Клевета – одно из самых грязных, бессмысленных и злобных преступлений, свойственных человеческой натуре; ее в равной мере отвергает и христианская и языческая мораль, она враждебна законам нашей нации, нашей природе и нашему Господу. Если мы высказали ложь, то несем ответственность за все беды, которые она причинила, хотя часто мы лишены способности излечивать раны, которые нанесли.
Доброе имя человека часто служит опорой для него, для его семьи и тех беспомощных созданий, которых он опекает; для кого-то они дороже, чем жизнь, а для других – дороже, чем богатство. Писатель, о котором известно, что он знаком с человеческими чувствами, говорит: "Он, который лишил меня доброго имени, украл то, что его не обогатит, а вот я действительно обеднел".
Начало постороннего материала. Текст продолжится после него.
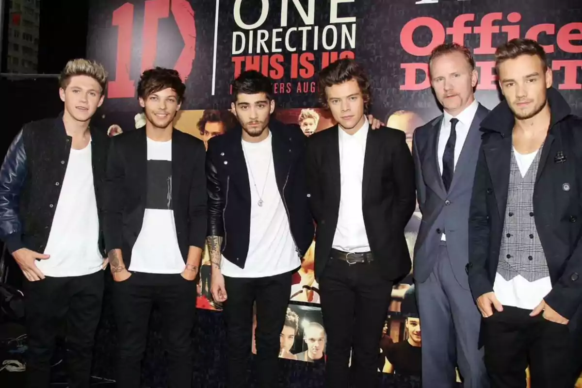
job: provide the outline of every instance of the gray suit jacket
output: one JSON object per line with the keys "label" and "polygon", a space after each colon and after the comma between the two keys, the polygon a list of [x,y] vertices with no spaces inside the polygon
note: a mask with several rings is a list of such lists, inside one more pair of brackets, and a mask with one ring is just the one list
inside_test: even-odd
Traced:
{"label": "gray suit jacket", "polygon": [[418,207],[423,214],[414,246],[414,275],[417,282],[424,282],[432,271],[444,233],[455,276],[462,287],[469,289],[465,270],[469,262],[469,207],[481,145],[479,127],[488,113],[479,104],[457,161],[449,193],[442,183],[437,155],[443,115],[414,131],[412,152]]}

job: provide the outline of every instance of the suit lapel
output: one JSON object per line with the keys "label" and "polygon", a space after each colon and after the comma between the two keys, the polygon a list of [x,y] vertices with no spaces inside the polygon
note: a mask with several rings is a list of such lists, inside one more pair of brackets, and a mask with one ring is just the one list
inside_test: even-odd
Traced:
{"label": "suit lapel", "polygon": [[463,180],[463,176],[465,172],[467,169],[470,169],[469,167],[474,166],[474,163],[472,162],[477,159],[477,156],[479,154],[479,145],[481,144],[481,132],[479,130],[479,127],[481,126],[481,122],[487,115],[487,110],[479,105],[477,112],[475,113],[475,116],[471,122],[471,126],[467,134],[467,138],[465,139],[464,144],[463,145],[463,149],[459,155],[459,160],[457,161],[457,164],[455,168],[453,181],[450,183],[449,191],[453,190],[457,182]]}
{"label": "suit lapel", "polygon": [[182,169],[180,165],[183,163],[186,158],[186,155],[182,154],[182,143],[180,141],[181,134],[177,129],[174,129],[172,135],[172,204],[174,211],[176,211],[176,207],[181,205],[177,201],[180,198],[179,193],[182,180]]}
{"label": "suit lapel", "polygon": [[378,159],[380,144],[379,139],[377,138],[374,130],[370,124],[368,130],[368,135],[365,141],[365,152],[364,154],[364,172],[362,176],[362,199],[366,197],[368,187],[370,186],[370,178],[372,172],[377,168],[376,159]]}
{"label": "suit lapel", "polygon": [[483,146],[489,175],[493,183],[499,217],[503,219],[509,187],[509,168],[512,157],[512,137],[506,136]]}
{"label": "suit lapel", "polygon": [[433,123],[432,129],[429,131],[427,139],[428,147],[423,161],[423,166],[426,172],[423,173],[427,186],[438,194],[441,198],[446,197],[446,191],[442,183],[442,176],[438,165],[438,138],[441,133],[441,124],[442,116],[436,119]]}
{"label": "suit lapel", "polygon": [[329,129],[329,139],[326,142],[327,149],[325,154],[328,158],[328,169],[331,181],[333,183],[334,193],[337,194],[338,204],[339,205],[339,198],[342,191],[342,181],[339,165],[339,127],[336,125]]}
{"label": "suit lapel", "polygon": [[[559,136],[559,135],[558,135]],[[552,143],[553,143],[554,136],[551,132],[548,132],[545,141],[544,142],[544,148],[542,148],[542,154],[540,156],[540,165],[538,166],[538,172],[535,175],[535,183],[538,183],[540,177],[541,176],[544,168],[545,167],[548,161],[548,155],[549,154],[550,148],[552,148]]]}

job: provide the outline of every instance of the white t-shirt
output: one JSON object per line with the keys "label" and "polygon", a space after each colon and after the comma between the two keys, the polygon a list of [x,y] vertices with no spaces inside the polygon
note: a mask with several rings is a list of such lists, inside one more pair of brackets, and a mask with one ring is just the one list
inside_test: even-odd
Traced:
{"label": "white t-shirt", "polygon": [[172,193],[172,141],[147,138],[147,194],[143,224],[132,251],[129,270],[180,273],[180,252]]}
{"label": "white t-shirt", "polygon": [[[241,140],[251,190],[249,253],[244,268],[223,257],[221,272],[225,276],[272,276],[301,265],[275,180],[271,141],[270,132],[267,139],[259,143]],[[261,200],[262,206],[259,206]]]}
{"label": "white t-shirt", "polygon": [[369,252],[370,243],[362,212],[362,181],[364,158],[370,124],[364,125],[353,135],[339,131],[339,170],[340,195],[338,225],[332,247],[344,252]]}
{"label": "white t-shirt", "polygon": [[36,265],[47,276],[80,276],[101,269],[99,218],[95,198],[91,142],[71,148],[65,179],[44,253]]}
{"label": "white t-shirt", "polygon": [[[526,176],[537,153],[536,151],[524,155],[513,148],[513,154],[522,177]],[[506,280],[501,275],[496,273],[493,284],[493,291],[501,304],[528,310],[535,308],[551,290],[552,281],[549,276],[528,282],[518,275],[510,280]]]}

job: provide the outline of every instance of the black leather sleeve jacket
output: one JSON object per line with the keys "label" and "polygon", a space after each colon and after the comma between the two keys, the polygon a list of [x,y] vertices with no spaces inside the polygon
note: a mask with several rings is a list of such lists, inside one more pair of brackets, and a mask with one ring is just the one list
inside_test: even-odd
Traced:
{"label": "black leather sleeve jacket", "polygon": [[[109,138],[91,127],[91,163],[97,213]],[[65,179],[72,138],[62,114],[26,124],[14,138],[0,168],[0,239],[10,253],[26,247],[42,252],[48,240]],[[100,248],[104,254],[100,227]]]}
{"label": "black leather sleeve jacket", "polygon": [[[273,165],[279,194],[297,255],[303,257],[313,241],[305,176],[305,136],[298,127],[271,120]],[[242,129],[229,130],[208,142],[206,156],[209,236],[223,237],[221,251],[244,268],[250,233],[250,185],[241,145]]]}

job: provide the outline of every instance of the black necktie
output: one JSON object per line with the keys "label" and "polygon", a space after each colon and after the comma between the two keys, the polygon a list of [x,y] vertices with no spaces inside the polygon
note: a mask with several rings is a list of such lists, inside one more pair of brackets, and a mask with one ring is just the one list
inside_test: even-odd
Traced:
{"label": "black necktie", "polygon": [[455,127],[459,119],[450,119],[450,136],[445,145],[445,152],[442,154],[442,183],[445,188],[449,191],[450,182],[453,180],[455,172],[455,143],[457,141],[457,131]]}

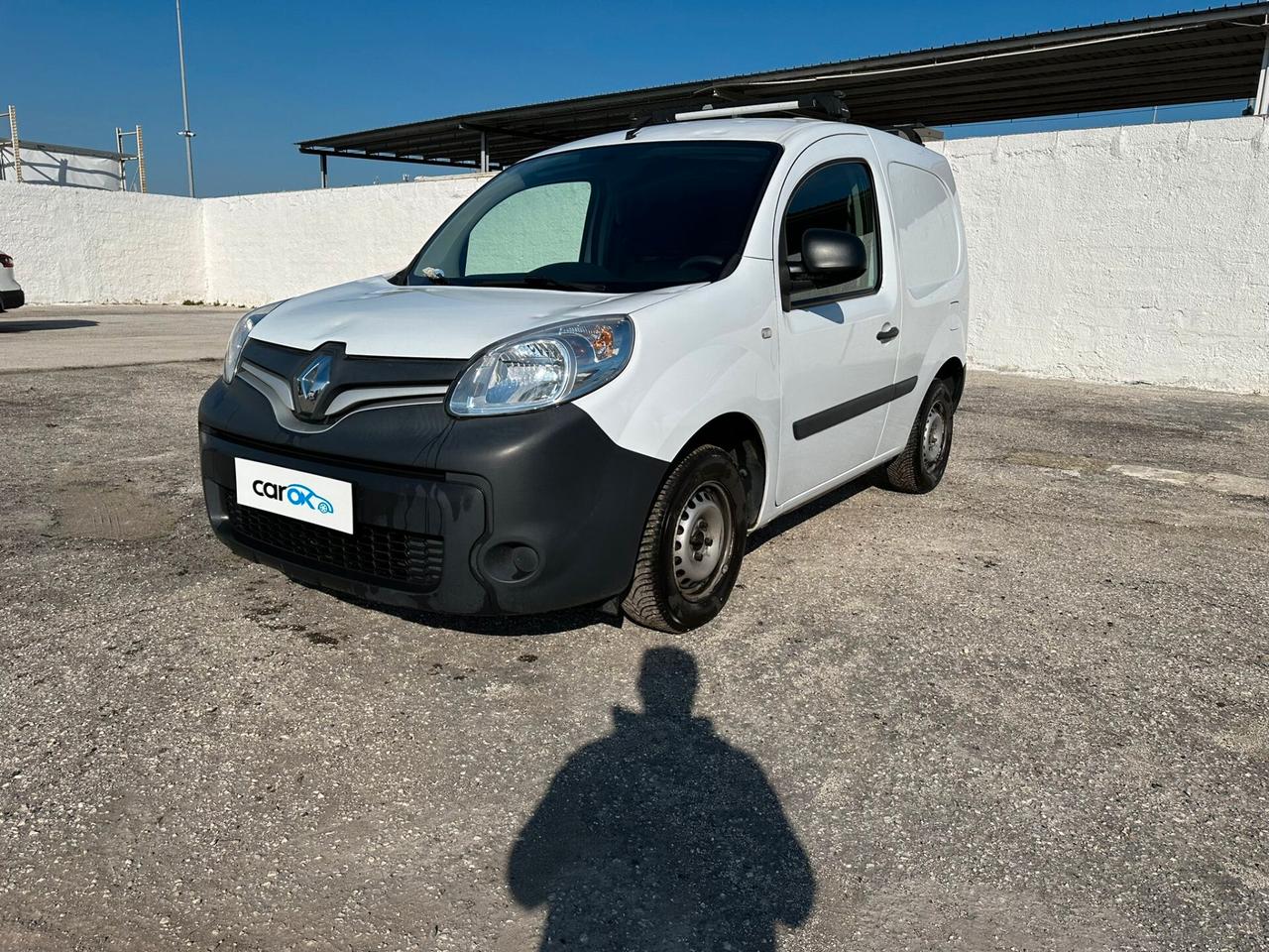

Это верх трусости – нападать на человека из-за спины или кидаться на него, когда он ни о чем не подозревает, ибо это наносит урон такому уязвимому понятию, как репутация; предельно несправедливо осуждать человека без весомых доказательств его вины или лишать обвиняемого привилегии защиты, и это не по-христиански – поступать с другими так, как мы не хотели бы, чтобы они поступали с нами. И до чего унизительна бывает ситуация для клеветника, когда он сталкивается с жертвой своей злобы и трусливо отрекается от своих слов, или пытается смягчить их, или же, может быть, возлагает свои прегрешения на того, кто отсутствует.
В Священном Писании говорится, что язык клеветника режет острее бритвы, он лживый и обманчивый, что он любит зло больше, чем добро, и склонен ко лжи больше, чем к истине. В главе 5 Псалтыря говорится: "Ты погубишь всех, говорящих ложь", а также, что тот, кто клевещет и поносит своих ближних, не будет допущен в Господни чертоги.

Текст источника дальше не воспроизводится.